EMR Meaningful Use
Under PQRI, covered professional services are those paid under or based on the Medicare Physician Fee Schedule (PFS). To the extent that eligible professionals are providing services which get paid under or based on the PFS, those services are eligible for PQRI.
In order to receive the incentives, your practice must first meet eligibility requirements (see below "Medicare and Medicaid EHR Incentive Programs) and then meet the standards of Meaningful Use Stage One. There are 15 required core objectives and a choice of 5 out of 10 a la carte menu set objectives (see side menu "Meaningful Use Criteria.”)
More or less, it means you now have a financial incentive to adopt an EMR. But we don’t recommend purchasing an EMR simply to gain Meaningful Use incentives.

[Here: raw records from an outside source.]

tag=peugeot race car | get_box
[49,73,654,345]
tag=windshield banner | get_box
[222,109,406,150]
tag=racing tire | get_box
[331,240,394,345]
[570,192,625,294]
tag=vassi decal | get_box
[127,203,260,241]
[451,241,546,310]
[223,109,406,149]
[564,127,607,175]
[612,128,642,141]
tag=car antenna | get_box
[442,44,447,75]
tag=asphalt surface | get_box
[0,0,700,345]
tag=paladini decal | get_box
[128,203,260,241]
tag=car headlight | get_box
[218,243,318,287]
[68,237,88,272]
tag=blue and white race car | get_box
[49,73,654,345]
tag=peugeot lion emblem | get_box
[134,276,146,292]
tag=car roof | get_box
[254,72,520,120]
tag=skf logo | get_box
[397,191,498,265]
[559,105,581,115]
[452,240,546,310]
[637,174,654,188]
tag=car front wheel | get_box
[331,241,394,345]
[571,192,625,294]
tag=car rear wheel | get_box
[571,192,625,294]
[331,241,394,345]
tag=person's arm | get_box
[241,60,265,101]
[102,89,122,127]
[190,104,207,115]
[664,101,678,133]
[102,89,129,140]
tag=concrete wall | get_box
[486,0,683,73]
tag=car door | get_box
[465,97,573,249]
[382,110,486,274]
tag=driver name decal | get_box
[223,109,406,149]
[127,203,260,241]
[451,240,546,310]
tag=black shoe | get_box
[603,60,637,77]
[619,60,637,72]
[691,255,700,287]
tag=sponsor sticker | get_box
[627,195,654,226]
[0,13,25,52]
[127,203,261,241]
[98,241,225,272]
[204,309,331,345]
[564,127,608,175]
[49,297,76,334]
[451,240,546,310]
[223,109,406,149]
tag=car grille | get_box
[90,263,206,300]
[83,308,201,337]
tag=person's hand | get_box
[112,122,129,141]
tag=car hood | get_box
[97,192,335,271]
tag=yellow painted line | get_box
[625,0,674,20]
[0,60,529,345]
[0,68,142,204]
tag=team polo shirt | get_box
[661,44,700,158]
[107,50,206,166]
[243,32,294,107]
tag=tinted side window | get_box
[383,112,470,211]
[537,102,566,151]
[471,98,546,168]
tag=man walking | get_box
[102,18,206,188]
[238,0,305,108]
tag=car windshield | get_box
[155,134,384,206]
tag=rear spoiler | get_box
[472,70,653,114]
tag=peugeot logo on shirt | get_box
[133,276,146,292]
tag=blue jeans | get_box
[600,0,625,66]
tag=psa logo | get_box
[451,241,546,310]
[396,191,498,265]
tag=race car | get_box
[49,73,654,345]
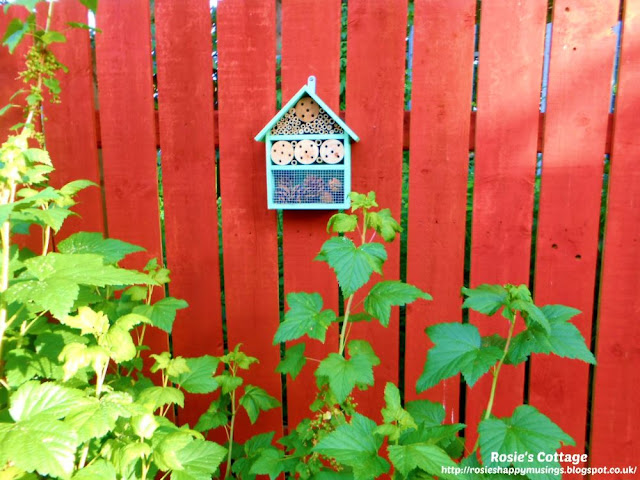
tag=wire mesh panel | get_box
[270,168,347,208]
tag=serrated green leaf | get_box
[507,305,596,365]
[349,192,378,212]
[347,340,380,367]
[367,208,402,242]
[462,284,509,315]
[273,292,336,345]
[40,30,67,45]
[315,237,387,297]
[2,18,30,53]
[0,414,78,479]
[249,448,285,480]
[388,444,458,480]
[213,372,244,395]
[327,213,358,233]
[364,280,432,327]
[376,382,418,442]
[56,232,144,265]
[65,392,135,442]
[405,400,445,427]
[417,323,503,392]
[313,413,389,480]
[169,355,220,393]
[316,353,373,403]
[478,405,575,480]
[72,459,116,480]
[133,297,189,333]
[276,343,307,380]
[9,382,86,422]
[136,387,184,412]
[240,385,280,424]
[171,440,227,480]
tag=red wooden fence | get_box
[0,0,640,472]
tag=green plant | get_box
[0,0,277,480]
[240,192,595,480]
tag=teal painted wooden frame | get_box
[255,76,359,210]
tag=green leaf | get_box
[417,323,503,392]
[313,413,389,480]
[56,232,144,265]
[347,340,380,367]
[273,292,336,345]
[388,444,458,479]
[249,448,285,480]
[315,237,387,297]
[349,192,378,212]
[5,253,151,319]
[169,355,220,393]
[65,392,135,442]
[9,382,86,421]
[366,208,402,242]
[478,405,575,479]
[276,343,307,380]
[462,284,509,315]
[405,400,445,427]
[40,30,67,45]
[376,382,418,442]
[316,353,373,403]
[240,385,280,424]
[133,297,189,333]
[364,280,432,327]
[327,213,358,233]
[72,459,116,480]
[2,18,31,53]
[171,440,227,480]
[213,372,243,395]
[507,305,596,365]
[0,418,78,478]
[194,395,231,432]
[136,387,184,412]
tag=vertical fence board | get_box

While the incentive money is terrific, we strongly recommend that practices get an EMR to streamline office efficiency and improve patient safety, and only when practices are ready. EMRs are not particularly complicated, but any new technology takes time to get acclimated by doctors and staffs.
If you demonstrate Medicare Meaningful Use in 2012, you will receive the first payment of $18,000 for that year and subsequent payments of $12,000, $8,000, $4,000, and $2,000 for the next four years. However, if your practice waits until 2013 to implement an EMR, you'll only receive $39,000 over the next four years, and even less if you wait until 2014. Beginning in 2015, practices who don't have an EMR will get hit with a 1% reduction of Medicare payments, and these penalties are set to increase to 7% by 2017.
If you're eligible for the Medicaid incentives (doctors can only apply for one or the other), the payments are even higher: $21,250 for the first year and $8,500 a year for the next four years. Unlike Medicare, there's no penalty for not having an EMR in the Medicaid arena.